Они посидели молча. Надя, не отрываясь, смотрела в сторону больницы. Дмитрий, чувствовал, что она ждала от него каких-то слов. Он вспомнил, как делал там, на фронте, готовясь выполнить боевую задачу:
— Разведка! Как можно больше знать о противнике. Анализ данных, их обобщение, выводы. Люди. Материальная часть. И сам не будь дураком.
Надя живо встала: в операционную пронесли больного.
— Больше знать? Анализ и обобщение данных? Выводы? А это хорошо, Дмитрий! — сказала она и подумала: «Как легко было бы с ним. А что я поделаю?»
Они попрощались: «До завтра!» Но утром Надя не застала Дмитрия во временном его жилье: ушел чуть свет. Вещи не оставил? С ним была только полевая сумка.
ГЛАВА ВОСЬМАЯ
1
Манефа вернулась под утро. Раздеваясь, вздрагивала всем телом. Надя сквозь сон слышала, как та долго мылась на кухоньке, сдерживая фырканье и остерегаясь шуметь.
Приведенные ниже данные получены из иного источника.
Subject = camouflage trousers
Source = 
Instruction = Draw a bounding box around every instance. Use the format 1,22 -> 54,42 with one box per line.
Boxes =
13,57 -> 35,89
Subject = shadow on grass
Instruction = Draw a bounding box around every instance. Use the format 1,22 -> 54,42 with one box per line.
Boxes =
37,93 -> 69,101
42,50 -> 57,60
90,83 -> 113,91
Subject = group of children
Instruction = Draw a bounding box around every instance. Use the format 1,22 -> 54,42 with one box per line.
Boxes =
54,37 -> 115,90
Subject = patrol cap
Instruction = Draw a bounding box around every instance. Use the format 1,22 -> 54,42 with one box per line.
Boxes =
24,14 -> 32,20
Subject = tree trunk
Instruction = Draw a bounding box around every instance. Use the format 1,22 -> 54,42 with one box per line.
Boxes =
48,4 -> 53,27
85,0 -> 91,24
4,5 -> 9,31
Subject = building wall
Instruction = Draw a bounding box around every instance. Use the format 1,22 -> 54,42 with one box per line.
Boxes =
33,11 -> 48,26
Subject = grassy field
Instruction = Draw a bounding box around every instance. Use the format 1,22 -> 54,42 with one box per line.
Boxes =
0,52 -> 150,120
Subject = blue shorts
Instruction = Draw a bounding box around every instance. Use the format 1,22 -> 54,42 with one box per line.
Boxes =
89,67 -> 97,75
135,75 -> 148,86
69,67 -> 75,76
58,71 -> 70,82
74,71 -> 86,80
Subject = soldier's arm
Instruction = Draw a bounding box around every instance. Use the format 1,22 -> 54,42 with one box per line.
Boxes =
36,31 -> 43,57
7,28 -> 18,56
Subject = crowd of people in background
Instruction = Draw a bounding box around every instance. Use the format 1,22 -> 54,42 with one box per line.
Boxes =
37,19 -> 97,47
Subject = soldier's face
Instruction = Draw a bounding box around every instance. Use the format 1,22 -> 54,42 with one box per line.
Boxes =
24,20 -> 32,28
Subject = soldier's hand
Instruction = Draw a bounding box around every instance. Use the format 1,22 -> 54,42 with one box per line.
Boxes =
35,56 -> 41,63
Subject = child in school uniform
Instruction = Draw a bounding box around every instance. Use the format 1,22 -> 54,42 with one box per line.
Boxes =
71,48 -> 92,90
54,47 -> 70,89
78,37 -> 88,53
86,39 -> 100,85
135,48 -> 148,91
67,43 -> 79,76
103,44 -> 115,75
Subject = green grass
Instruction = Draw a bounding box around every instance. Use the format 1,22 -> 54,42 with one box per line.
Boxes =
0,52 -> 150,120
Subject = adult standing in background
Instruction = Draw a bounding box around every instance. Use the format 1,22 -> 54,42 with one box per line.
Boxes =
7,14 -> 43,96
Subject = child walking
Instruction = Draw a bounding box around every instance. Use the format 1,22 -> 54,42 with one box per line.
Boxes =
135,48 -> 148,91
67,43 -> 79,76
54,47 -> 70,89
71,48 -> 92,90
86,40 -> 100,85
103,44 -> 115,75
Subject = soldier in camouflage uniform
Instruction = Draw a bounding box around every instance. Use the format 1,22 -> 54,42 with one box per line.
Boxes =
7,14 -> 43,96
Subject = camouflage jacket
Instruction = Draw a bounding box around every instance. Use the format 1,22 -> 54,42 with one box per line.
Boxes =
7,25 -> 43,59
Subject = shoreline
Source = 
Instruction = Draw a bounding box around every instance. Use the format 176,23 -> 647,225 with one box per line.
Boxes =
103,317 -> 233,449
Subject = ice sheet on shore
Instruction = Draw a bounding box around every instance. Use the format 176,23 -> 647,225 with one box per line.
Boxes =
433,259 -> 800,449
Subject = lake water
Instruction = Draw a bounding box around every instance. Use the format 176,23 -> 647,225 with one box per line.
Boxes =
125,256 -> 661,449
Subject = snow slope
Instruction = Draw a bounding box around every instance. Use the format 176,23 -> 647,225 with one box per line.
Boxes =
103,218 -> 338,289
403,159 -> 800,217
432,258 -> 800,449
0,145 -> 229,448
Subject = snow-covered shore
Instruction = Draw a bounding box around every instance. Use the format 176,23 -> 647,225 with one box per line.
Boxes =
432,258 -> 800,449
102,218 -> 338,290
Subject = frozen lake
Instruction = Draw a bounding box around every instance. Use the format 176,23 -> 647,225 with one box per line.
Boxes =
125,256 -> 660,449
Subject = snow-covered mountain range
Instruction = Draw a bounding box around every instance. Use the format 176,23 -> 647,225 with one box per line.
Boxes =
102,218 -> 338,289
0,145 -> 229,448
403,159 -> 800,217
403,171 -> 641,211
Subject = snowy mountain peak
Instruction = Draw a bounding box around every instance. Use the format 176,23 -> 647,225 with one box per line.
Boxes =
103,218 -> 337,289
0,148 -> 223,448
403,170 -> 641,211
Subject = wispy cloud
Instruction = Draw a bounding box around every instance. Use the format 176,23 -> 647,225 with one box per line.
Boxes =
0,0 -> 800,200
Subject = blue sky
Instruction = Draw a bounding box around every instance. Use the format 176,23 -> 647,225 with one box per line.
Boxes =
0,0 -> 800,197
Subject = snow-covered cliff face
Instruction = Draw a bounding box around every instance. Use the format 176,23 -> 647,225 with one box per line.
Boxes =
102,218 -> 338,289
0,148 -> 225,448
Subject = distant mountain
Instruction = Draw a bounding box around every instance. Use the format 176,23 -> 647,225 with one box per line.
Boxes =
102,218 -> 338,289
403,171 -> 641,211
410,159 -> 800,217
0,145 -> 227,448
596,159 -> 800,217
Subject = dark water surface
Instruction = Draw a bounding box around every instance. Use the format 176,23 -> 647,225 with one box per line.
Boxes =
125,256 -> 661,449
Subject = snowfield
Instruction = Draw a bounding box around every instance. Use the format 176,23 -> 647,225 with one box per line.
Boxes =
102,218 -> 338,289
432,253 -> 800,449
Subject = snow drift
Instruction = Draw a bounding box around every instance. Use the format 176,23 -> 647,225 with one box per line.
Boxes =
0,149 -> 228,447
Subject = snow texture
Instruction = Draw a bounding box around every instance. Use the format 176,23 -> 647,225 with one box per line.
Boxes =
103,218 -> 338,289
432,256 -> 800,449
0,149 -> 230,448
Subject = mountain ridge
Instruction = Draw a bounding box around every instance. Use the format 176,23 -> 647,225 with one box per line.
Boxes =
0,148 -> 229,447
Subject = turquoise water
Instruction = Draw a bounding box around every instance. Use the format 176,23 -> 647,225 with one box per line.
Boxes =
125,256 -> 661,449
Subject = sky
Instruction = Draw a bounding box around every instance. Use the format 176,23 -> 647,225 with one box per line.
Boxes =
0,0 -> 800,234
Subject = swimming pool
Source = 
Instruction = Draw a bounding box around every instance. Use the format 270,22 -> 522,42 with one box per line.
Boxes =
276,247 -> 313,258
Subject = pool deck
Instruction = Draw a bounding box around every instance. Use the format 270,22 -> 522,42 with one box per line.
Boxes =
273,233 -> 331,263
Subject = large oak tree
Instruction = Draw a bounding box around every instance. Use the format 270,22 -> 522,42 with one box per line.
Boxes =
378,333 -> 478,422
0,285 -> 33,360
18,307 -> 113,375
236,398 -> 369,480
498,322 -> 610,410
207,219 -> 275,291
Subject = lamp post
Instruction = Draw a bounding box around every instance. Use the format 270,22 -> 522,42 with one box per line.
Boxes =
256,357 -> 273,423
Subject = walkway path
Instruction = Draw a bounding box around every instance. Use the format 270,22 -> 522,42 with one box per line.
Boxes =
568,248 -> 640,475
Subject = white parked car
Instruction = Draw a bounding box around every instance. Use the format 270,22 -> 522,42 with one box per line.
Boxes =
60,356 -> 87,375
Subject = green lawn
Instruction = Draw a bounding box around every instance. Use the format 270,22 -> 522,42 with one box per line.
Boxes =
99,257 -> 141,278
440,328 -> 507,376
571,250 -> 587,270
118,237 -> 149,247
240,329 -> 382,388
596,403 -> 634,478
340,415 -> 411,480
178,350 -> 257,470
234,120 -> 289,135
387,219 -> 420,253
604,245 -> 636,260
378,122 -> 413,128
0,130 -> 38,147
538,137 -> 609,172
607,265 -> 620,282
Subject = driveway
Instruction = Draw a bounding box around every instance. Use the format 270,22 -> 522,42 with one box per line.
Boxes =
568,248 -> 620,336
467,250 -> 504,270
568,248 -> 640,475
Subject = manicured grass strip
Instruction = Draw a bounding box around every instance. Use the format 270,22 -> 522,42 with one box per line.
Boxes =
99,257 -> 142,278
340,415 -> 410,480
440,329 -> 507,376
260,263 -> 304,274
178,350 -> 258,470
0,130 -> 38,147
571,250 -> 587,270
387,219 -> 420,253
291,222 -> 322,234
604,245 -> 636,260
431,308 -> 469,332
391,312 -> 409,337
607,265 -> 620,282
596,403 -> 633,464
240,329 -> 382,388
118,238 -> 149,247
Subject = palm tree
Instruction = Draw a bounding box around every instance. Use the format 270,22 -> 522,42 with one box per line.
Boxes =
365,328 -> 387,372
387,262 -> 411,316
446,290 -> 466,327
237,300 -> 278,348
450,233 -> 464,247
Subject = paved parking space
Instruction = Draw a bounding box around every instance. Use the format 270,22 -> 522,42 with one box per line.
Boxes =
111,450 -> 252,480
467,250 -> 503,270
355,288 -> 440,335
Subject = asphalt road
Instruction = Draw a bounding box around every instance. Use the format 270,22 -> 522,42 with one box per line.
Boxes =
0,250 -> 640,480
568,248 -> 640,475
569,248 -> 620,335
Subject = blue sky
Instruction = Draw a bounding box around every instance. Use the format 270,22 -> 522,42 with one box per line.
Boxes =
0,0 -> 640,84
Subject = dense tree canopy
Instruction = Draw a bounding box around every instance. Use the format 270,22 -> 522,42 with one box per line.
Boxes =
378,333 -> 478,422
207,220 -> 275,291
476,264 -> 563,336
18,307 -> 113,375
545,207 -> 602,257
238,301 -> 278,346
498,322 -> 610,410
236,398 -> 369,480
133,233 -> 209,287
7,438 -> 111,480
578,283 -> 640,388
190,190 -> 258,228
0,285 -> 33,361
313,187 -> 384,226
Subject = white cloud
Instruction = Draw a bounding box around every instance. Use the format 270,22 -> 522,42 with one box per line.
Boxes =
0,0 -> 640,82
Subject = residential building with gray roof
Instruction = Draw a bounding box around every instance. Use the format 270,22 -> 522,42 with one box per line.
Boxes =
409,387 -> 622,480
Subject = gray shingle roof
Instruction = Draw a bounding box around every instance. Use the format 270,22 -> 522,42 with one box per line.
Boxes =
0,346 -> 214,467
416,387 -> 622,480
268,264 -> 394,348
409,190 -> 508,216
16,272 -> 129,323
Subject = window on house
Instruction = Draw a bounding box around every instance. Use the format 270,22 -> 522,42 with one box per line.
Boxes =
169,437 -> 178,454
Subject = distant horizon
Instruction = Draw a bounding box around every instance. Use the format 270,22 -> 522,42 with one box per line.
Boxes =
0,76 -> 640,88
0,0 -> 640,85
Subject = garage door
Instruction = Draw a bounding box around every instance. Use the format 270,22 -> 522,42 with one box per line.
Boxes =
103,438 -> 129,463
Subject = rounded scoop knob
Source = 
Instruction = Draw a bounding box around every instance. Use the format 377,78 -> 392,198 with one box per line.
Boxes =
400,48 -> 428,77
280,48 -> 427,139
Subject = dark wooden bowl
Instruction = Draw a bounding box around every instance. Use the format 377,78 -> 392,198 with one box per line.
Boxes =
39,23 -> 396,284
— Который час? — спросила доктор, пробуждаясь. Вспомнила: утром надо было встретить брата. Звонил, обещал захватить из депо Мураши старый генератор, «сбросить» его на разъезде. Кирилл Макарович Бобришин выхлопотал у шефов генератор для своего колхоза, но Надя не успела известить о том, что машину привезут сегодня.
— Пять, — ответила Манефа севшим хриповатым голосом. После молчания поправилась:
— Пять с гаком, да гак с час. Итого шесть. Постеснялась сказать правду…
Надя тотчас поднялась, схватилась за юбку и гимнастерку, но Манефа остановила ее:
— Не спеши, Назар, как говорят, опоздал на базар… Генератор на платформе с вечера мается.
— Да ты что? — привычным движением Надя застегнула юбку. — Вот беда…
Сунув руки в рукава гимнастерки, Надя села на кропать. Гимнастерка прикрывала грудь, открывая розовую после сна шею и напряженные плечи. Маленький шрам от осколка под левой ключицей был почти незаметен, он лишь чуть удлинял продолговатую ямку.
— Почему с вечера?..
— Почему да почему… Поди, Лизка принимала телефонограмму? Ну и спутала утро с вечером… Повезло, мы оказались рядом.
— Кто это — мы?
— Ну, я и Сунцов. Идем, стоит паровоз, сопит. Брат твой на все Теплые Дворики матюгается. Гришка подсобил сгрузить железяку, ужасно тяжелая.
— Значит, ее не унесут?
— Гришка обещал трактор пригнать, отвезти эту штуку на мельницу.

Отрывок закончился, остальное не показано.